= Mauno Järvelä =

Mauno Järvelä (born 25. November 1949) is a Finnish fiddler, violinist and music pedagogue. He is the uncle of Arto Järvelä, and both of them are members in the successful folk music group JPP, whose roots are the pelimanni tradition from Kaustinen. Mauno Järvelä also plays in Timo Alakotilas tango project Unto Tango Orchestra (Tango-orkesteri Unto) together with, among others, Maria Kalaniemi.

Mauno Järvelä was born in Kaustinen and learned fiddling from his father, Johannes Järvelä, himself the son of the well known wedding fiddler Antti Järvelä.
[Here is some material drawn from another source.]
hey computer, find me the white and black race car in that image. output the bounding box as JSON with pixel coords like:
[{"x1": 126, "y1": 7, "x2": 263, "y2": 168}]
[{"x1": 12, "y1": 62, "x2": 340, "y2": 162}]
Mauno was also trained as a classical violinist at the Sibelius Academy before they had a department for folk music, and he has worked as a violinist in symphony orchestra. In the 2000s (decade), he has so far (2005) been active mainly as music teacher, teaching adults and children in Kaustinen to play the violin using both folk music and classical training, and partly learning by ear. The children's project in Kaustinen is called Näppärit (roughly "the pluckers"). His teaching method is partly related to the Suzuki method and is widely nicknamed the sisuki method (after the Finnish concept sisu).

He also plays an important part in arranging folk music projects including young people from all the Nordic countries, based on the notion that traditional Nordic dance music from the different Nordic countries have much in common.